Monday, April 25, 2011

Eco-Georgic


David Fairer just sent me his detailed and fascinating treatment of “eco-georgic“ (in Studies in Eighteenth-Century Culture 40, 2011). Like my colleague Mike Ziser, Fairer sees in the georgic genre (georgos is Greek for farmer) a way out of the difficulties and paradoxes of Green Romanticism, which could easily be associated with pastoral rather than georgic.

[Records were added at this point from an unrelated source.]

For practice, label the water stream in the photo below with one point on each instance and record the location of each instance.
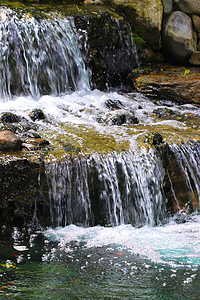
(123, 214)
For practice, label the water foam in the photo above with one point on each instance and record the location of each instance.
(173, 244)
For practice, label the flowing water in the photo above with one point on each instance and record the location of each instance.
(108, 192)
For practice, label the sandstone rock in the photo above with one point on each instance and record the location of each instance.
(175, 84)
(9, 141)
(145, 17)
(167, 6)
(180, 40)
(188, 6)
(195, 58)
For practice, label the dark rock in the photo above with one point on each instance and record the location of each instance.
(167, 6)
(119, 120)
(179, 39)
(188, 6)
(157, 139)
(144, 16)
(195, 58)
(128, 119)
(113, 104)
(8, 117)
(171, 83)
(9, 141)
(37, 114)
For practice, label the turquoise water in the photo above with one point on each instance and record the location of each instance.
(101, 262)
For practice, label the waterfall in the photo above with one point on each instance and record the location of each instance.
(39, 55)
(135, 188)
(107, 189)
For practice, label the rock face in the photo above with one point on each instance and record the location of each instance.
(195, 58)
(176, 84)
(110, 52)
(9, 141)
(188, 6)
(167, 6)
(180, 40)
(145, 18)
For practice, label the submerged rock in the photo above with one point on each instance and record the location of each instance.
(121, 119)
(9, 141)
(188, 6)
(179, 40)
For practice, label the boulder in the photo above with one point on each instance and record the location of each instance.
(179, 40)
(145, 18)
(9, 141)
(196, 23)
(188, 6)
(167, 6)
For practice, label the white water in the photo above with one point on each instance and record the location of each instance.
(176, 245)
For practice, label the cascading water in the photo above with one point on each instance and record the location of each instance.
(107, 189)
(105, 167)
(39, 55)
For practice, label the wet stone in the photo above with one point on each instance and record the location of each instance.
(113, 104)
(8, 117)
(9, 141)
(128, 119)
(37, 114)
(157, 139)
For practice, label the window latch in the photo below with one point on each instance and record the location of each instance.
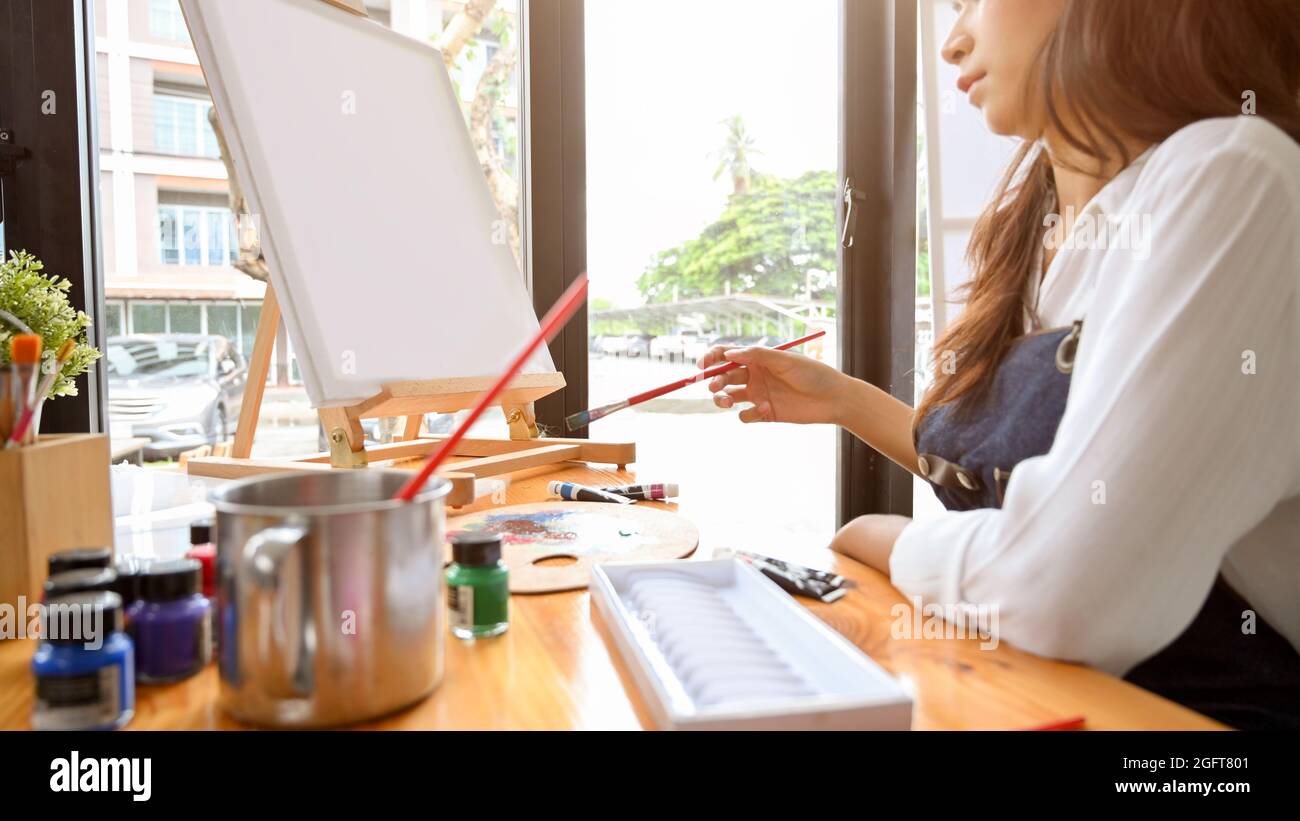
(850, 214)
(9, 153)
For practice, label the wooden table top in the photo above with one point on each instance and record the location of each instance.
(557, 668)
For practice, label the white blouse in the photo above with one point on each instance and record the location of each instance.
(1178, 455)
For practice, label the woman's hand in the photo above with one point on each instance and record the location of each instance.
(783, 386)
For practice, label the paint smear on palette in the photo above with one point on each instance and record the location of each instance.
(571, 529)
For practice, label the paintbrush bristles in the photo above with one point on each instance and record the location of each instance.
(25, 348)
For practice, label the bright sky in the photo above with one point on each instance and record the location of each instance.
(659, 79)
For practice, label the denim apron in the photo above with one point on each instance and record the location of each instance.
(967, 454)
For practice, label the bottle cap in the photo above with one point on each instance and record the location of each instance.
(206, 554)
(200, 531)
(79, 581)
(130, 570)
(167, 581)
(81, 617)
(476, 548)
(79, 557)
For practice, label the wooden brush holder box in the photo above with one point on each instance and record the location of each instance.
(55, 495)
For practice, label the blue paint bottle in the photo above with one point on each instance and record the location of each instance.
(85, 665)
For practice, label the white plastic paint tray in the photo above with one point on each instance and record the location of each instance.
(716, 646)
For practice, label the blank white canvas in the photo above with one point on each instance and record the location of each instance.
(373, 213)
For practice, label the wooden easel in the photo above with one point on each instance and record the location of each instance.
(412, 399)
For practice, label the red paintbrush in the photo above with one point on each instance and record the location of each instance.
(555, 318)
(585, 417)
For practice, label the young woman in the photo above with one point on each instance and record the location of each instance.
(1114, 426)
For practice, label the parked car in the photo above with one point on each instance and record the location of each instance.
(177, 390)
(697, 347)
(672, 347)
(638, 346)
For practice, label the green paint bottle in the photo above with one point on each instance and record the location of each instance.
(477, 586)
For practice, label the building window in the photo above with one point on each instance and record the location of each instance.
(195, 235)
(148, 317)
(113, 320)
(167, 22)
(181, 126)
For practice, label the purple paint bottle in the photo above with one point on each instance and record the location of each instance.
(170, 622)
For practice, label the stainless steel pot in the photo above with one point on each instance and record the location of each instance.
(329, 600)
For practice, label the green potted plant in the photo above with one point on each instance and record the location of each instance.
(40, 302)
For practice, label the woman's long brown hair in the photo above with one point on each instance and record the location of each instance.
(1112, 69)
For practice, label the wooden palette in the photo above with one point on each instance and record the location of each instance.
(586, 533)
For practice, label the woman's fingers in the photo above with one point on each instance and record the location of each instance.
(732, 377)
(758, 413)
(732, 395)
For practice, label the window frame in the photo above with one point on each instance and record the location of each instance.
(204, 212)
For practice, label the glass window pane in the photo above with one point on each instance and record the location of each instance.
(148, 318)
(726, 161)
(217, 237)
(112, 318)
(250, 326)
(185, 317)
(164, 125)
(169, 246)
(186, 127)
(224, 321)
(191, 238)
(167, 22)
(209, 138)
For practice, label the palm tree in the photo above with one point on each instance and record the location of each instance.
(733, 156)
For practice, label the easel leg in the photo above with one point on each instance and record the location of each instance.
(345, 435)
(259, 365)
(412, 428)
(523, 422)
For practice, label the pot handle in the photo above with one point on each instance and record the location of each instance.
(281, 598)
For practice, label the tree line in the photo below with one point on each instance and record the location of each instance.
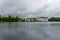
(9, 19)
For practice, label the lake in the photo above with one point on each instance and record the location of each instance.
(30, 31)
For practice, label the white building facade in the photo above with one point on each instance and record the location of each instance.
(42, 19)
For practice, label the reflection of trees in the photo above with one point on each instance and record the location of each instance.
(12, 26)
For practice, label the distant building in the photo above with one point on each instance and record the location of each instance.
(29, 20)
(42, 19)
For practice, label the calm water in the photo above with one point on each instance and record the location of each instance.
(30, 31)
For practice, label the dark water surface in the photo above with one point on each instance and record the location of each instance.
(30, 31)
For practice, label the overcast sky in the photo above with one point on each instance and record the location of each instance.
(30, 8)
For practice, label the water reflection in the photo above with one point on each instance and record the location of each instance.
(30, 31)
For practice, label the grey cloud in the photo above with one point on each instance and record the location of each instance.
(33, 8)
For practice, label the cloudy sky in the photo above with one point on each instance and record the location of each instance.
(30, 8)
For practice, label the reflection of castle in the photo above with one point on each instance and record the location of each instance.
(42, 19)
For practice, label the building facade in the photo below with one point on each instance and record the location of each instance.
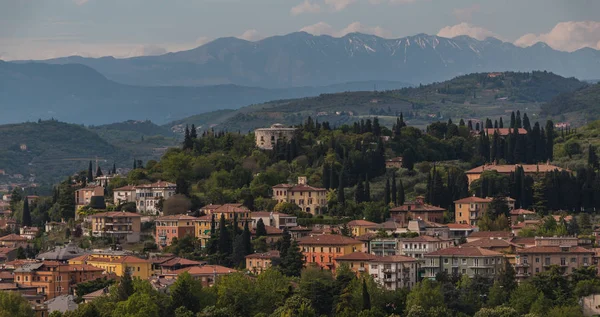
(310, 199)
(125, 226)
(267, 138)
(173, 226)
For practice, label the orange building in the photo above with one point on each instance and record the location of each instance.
(53, 278)
(321, 250)
(173, 226)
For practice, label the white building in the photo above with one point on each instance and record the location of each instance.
(394, 271)
(147, 196)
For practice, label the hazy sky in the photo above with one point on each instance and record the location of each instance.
(38, 29)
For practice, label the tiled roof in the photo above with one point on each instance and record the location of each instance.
(527, 168)
(554, 249)
(265, 255)
(13, 237)
(361, 223)
(460, 251)
(205, 270)
(356, 256)
(327, 239)
(516, 212)
(115, 214)
(176, 217)
(394, 259)
(491, 234)
(473, 199)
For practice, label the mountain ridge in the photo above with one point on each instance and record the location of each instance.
(301, 59)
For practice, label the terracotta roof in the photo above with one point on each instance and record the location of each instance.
(327, 239)
(13, 237)
(527, 168)
(176, 217)
(460, 251)
(265, 255)
(356, 256)
(473, 199)
(491, 234)
(115, 214)
(205, 270)
(395, 259)
(270, 230)
(124, 188)
(460, 226)
(504, 131)
(361, 223)
(516, 212)
(554, 249)
(490, 243)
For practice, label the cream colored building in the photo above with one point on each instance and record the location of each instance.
(309, 199)
(267, 138)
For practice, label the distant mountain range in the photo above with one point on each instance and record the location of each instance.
(301, 59)
(79, 94)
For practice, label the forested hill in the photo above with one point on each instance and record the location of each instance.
(585, 101)
(477, 96)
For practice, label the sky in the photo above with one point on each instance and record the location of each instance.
(42, 29)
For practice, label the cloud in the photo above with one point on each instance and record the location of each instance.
(566, 36)
(306, 7)
(251, 35)
(323, 28)
(339, 5)
(464, 28)
(465, 14)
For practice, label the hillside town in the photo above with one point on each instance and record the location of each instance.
(359, 214)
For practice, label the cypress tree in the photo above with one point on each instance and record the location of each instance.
(90, 173)
(261, 231)
(386, 192)
(394, 190)
(26, 217)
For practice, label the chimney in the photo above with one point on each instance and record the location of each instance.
(302, 180)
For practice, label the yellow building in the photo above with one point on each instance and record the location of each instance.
(309, 199)
(117, 263)
(469, 210)
(360, 227)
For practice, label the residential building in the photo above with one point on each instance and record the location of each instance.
(321, 250)
(537, 259)
(470, 261)
(360, 227)
(148, 196)
(83, 196)
(417, 247)
(383, 246)
(529, 169)
(206, 274)
(394, 271)
(260, 262)
(357, 261)
(309, 199)
(417, 209)
(267, 138)
(395, 162)
(469, 210)
(14, 241)
(507, 235)
(52, 278)
(173, 226)
(274, 219)
(117, 263)
(123, 226)
(124, 194)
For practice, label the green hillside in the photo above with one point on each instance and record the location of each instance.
(476, 96)
(583, 103)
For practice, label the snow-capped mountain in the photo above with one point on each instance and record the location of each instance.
(302, 59)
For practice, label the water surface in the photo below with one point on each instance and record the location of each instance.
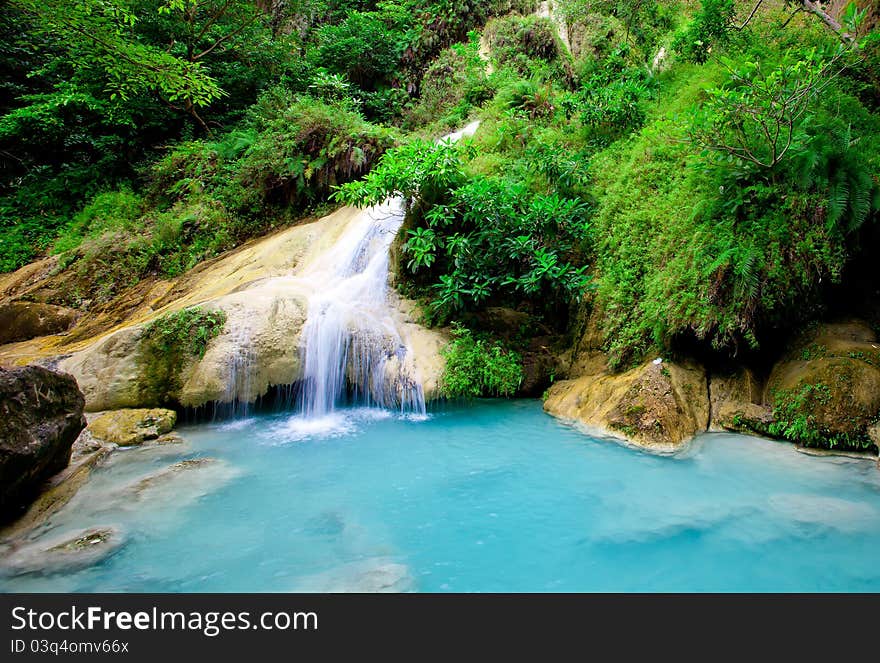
(493, 497)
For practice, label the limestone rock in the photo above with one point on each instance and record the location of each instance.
(840, 363)
(736, 401)
(132, 426)
(658, 405)
(20, 321)
(41, 415)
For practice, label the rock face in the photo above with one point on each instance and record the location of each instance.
(132, 426)
(266, 306)
(658, 405)
(41, 415)
(736, 400)
(20, 321)
(835, 367)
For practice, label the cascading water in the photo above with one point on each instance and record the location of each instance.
(350, 342)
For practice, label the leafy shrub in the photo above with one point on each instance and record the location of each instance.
(710, 25)
(113, 211)
(171, 343)
(291, 155)
(709, 248)
(476, 239)
(479, 367)
(452, 86)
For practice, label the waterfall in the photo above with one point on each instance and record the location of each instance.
(350, 342)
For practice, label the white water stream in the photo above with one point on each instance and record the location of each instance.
(350, 344)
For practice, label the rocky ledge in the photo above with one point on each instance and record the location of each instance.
(823, 390)
(41, 415)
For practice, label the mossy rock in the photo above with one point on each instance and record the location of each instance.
(826, 391)
(132, 426)
(658, 405)
(21, 321)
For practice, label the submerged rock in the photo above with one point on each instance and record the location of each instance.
(658, 405)
(64, 554)
(377, 575)
(21, 321)
(132, 426)
(41, 415)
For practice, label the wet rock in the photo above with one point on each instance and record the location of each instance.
(132, 426)
(64, 554)
(157, 480)
(659, 405)
(41, 415)
(736, 401)
(378, 575)
(87, 454)
(21, 321)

Georgic is hands on. It's about “land drainage, rat poisoning, the management of slaves, undersea coal mining, child labour, and genetic modification” (and so on, quoting Fairer). It could be a genre of ecology without Nature, in other words, a genre of hypocrisy and compromise in which Nature “breaks down into discrete phenomena.”

2 comments:

richard said...

I'm loving all the interest in the georgic lately, even if I'm not liking all the conclusions and process, exactly. I look forward to David Fairer's -- and it makes me wish I hadn't taken (or hadn't had to take) such a long break after finishing the diss. in '98 on the subject. Ah well.

richard said...

I'm liking all the interest that the georgic has been getting recently, even if I'm not always liking the conclusions or the direction of the reading! But I look forward to David Fairer's piece. It all makes me wish I hadn't taken (or hadn't had to take) such a long break after finishing the diss. in 1998. Ah well. It's good stuff to read.